The enhancement of heat transfer in the tube side is usually to process the light tube to obtain various structures of special-shaped tubes, such as spiral groove tube, transverse groove tube, corrugated tube, low thread finned tube (threaded tube), spiral flat tube, porous surface tube, needle fin tube, etc., through these special-shaped tubes for heat transfer enhancement. For example:

The wall of the spiral grooved tube is extruded from a smooth tube. as shown in fig. 1, it can be divided into single head and multiple heads. the enhanced heat transfer in the tube is mainly determined by two flow modes: one is the restriction effect of the flow near the wall of the spiral groove, which makes the fluid in the tube make a local secondary flow generated by the overall spiral motion; The second is the body resistance caused by the spiral groove, which generates a reverse pressure gradient to separate the boundary layer. The spiral groove tube has the function of double-sided heat transfer enhancement, which is suitable for convection, boiling and condensation conditions. The anti-fouling performance is higher than that of the smooth tube, and the heat transfer performance is 2~4 times higher than that of the smooth tube.

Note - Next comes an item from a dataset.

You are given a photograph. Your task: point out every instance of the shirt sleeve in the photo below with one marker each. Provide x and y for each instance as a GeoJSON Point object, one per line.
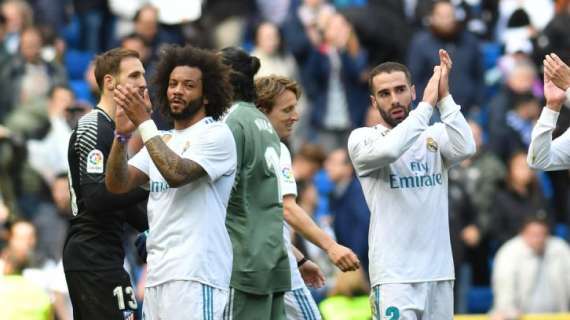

The bellows is analyzed from the point of view of fluid mechanics: the fluid velocity decreases at the crest, the static pressure increases, the flow velocity increases at the trough, and the static pressure decreases. The flow of the fluid is carried out under the repeated change of the axial pressure gradient, which produces a violent vortex, scouring the boundary layer of the fluid and thinning the boundary layer. Therefore, the use of corrugated tubes as heat exchange tubes is theoretically speaking: due to the existence of the bellows, the disturbance of the fluid flow in the tube is increased, so that the corrugated tube has a better heat transfer effect, but the flow characteristics are not as good as the smooth tube. At low Reynolds number, the heat transfer and resistance performance ratio of the bellows is significantly better than that of the smooth tube; at high Reynolds number, the heat transfer and resistance performance ratio of the bellows and the smooth tube is very close.